Le femministe si occupano solo di donne
Non è vero. Se una è femminista sa che la sua libertà cambia la vita di tutti. Sa anche che la misoginia (basata sulla convinzione che mascolinità e virilità siano superiori) colpisce anche gli uomini: si esprime nel bullismo di chi si sente più maschio di un altri o negli insulti omofobici. Nell’ambito della violenza domestica, che colpisce di sicuro più donne che uomini, vanno però anche considerati gli uomini (quelli ad esempio che sono nuovi fidanzati, compagni o mariti e che muoiono o ricevono violenza per mano degli ex fidanzati, compagni o mariti. Ci sono insomma due tipi di aggressioni: maschio-femmina e maschio-maschio, entrambe sono espressione di misoginia ma solo una è nominata e accettata come tale.
Allora, non posso aprirti la porta o farti un complimento?
Se una è femminista è contro lo sciovinismo e le molestie. Non contro le buone maniere e i complimenti-che-siano-complimenti: apostrofare una donna quando cammina per strada dicendole “ciao bella” non lo è. Scrive Amanda Marcotte in un articolo su Slate tradotto dal Post:
Puoi aprire la porta se sei il primo a raggiungerla. Assicurati di tenerla aperta per chiunque passi dopo di te, uomini, donne e anche animali domestici.
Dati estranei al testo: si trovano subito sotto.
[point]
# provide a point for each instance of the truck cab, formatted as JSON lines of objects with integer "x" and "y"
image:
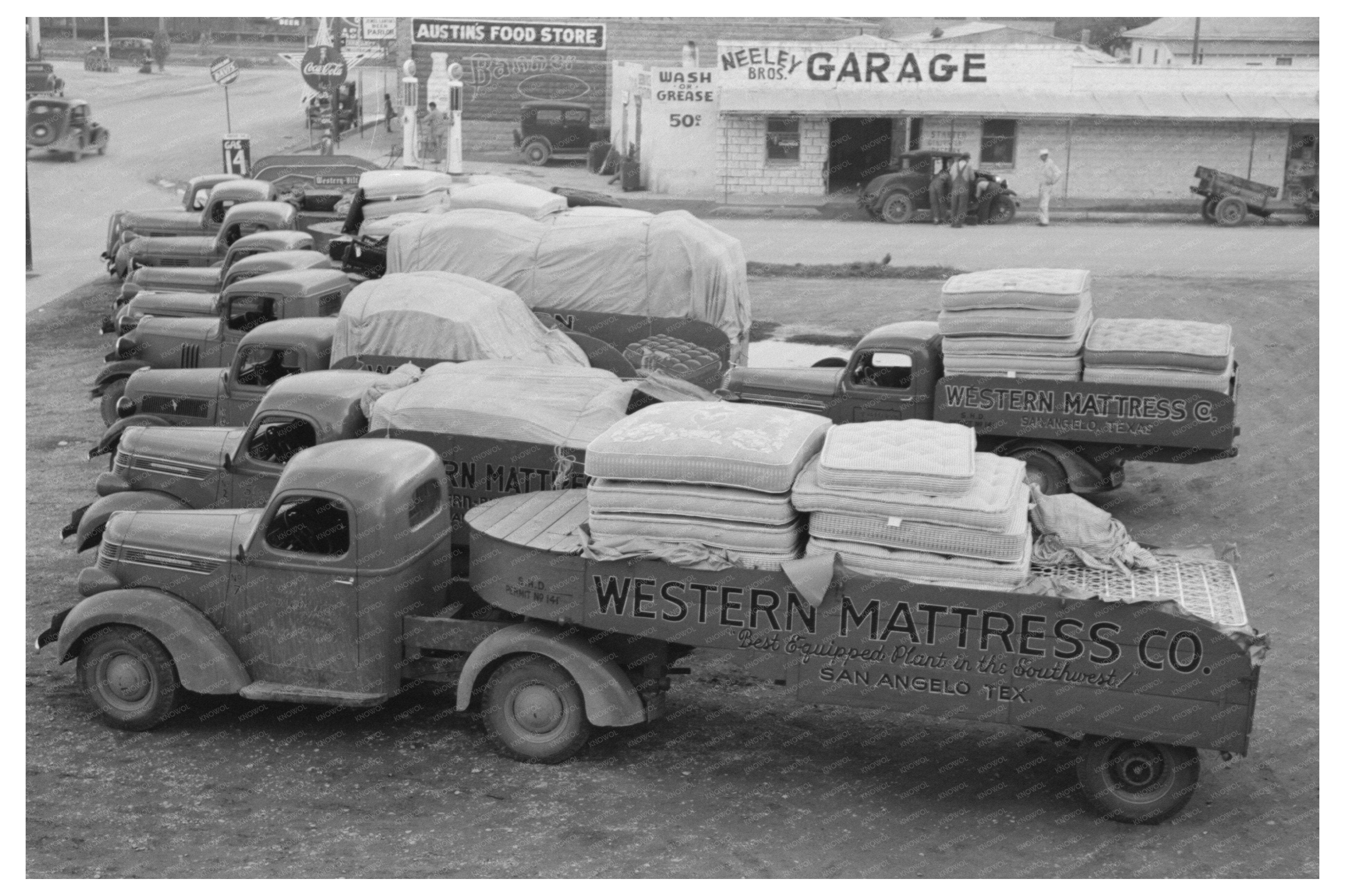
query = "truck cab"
{"x": 212, "y": 342}
{"x": 214, "y": 278}
{"x": 202, "y": 213}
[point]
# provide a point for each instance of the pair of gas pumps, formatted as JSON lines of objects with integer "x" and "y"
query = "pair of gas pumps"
{"x": 447, "y": 95}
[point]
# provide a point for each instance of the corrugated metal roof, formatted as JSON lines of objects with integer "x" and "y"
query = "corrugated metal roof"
{"x": 1230, "y": 29}
{"x": 1193, "y": 107}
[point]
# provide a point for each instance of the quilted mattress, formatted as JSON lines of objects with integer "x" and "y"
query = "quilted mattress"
{"x": 1160, "y": 377}
{"x": 1016, "y": 322}
{"x": 999, "y": 496}
{"x": 1039, "y": 366}
{"x": 709, "y": 443}
{"x": 717, "y": 533}
{"x": 1071, "y": 345}
{"x": 1040, "y": 288}
{"x": 899, "y": 455}
{"x": 713, "y": 502}
{"x": 1005, "y": 547}
{"x": 916, "y": 566}
{"x": 1146, "y": 342}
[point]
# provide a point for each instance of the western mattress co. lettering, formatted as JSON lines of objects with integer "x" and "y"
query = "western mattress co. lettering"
{"x": 1080, "y": 404}
{"x": 1034, "y": 645}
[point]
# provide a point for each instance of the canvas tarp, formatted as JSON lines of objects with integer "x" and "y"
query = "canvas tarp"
{"x": 446, "y": 317}
{"x": 666, "y": 266}
{"x": 567, "y": 407}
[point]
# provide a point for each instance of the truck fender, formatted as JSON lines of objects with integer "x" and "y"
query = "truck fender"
{"x": 112, "y": 438}
{"x": 205, "y": 661}
{"x": 95, "y": 517}
{"x": 1083, "y": 476}
{"x": 116, "y": 371}
{"x": 609, "y": 696}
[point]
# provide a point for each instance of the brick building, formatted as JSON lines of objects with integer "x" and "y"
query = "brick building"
{"x": 809, "y": 119}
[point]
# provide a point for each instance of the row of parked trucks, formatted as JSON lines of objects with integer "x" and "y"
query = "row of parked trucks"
{"x": 256, "y": 539}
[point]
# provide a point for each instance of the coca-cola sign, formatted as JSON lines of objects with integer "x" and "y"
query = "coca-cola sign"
{"x": 323, "y": 68}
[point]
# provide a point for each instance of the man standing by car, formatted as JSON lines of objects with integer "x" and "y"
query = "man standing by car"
{"x": 1048, "y": 173}
{"x": 961, "y": 188}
Non puoi correre per sorpassare una donna e arrivare per primo alla porta, così da aprirla per lei. Ricorda la regola d’oro: il primo che arriva alla porta apre la porta. È facile capire quando sei arrivato per primo alla porta: quando la porta è chiusa e non c’è nessuno tra te e la porta.
Anche le femministe oggettivano gli uomini
Due torti non fanno una ragione, scrive la giornalista Laura Bates. E c’è un motivo per cui le persone che sostengono questa tesi citano quasi sempre la pubblicità della Diet Coke: perché non ci sono molti altri esempi memorabili da fare. Sì, anche gli uomini sono oggettivati, ma non così tanto e non così spesso, come avviene invece per le donne. Quindi le due cose non sono paragonabili e non hanno, soprattutto, lo stesso impatto sulla società e sulla cultura. L’operazione che sta dietro questa argomentazione si può riassumere nella formula “male tears”, “lacrime maschili”: si verifica quando un uomo, per ribattere ad un qualsiasi argomento legato al genere, prende il posto della vittima (“ma anche le donne lo fanno”). Detto questo, ogni volta che un essere umano – indipendentemente dal sesso – è considerato come somma delle parti del suo corpo, questo è un problema. Anche per una femminista.
Non sono una femminista, ma sostengo le donne e la loro libertà
“Femminista” non è una parolaccia, è già preoccupante che ci siano molte idee sbagliate o idiote su quello che il femminismo è o non è. Che i detrattori del movimento delle donne siano delle detrattrici è particolarmente dannoso. Se difendi la libertà delle donne allora sei una femminista. E non te ne devi vergognare. Sei in ottima compagnia.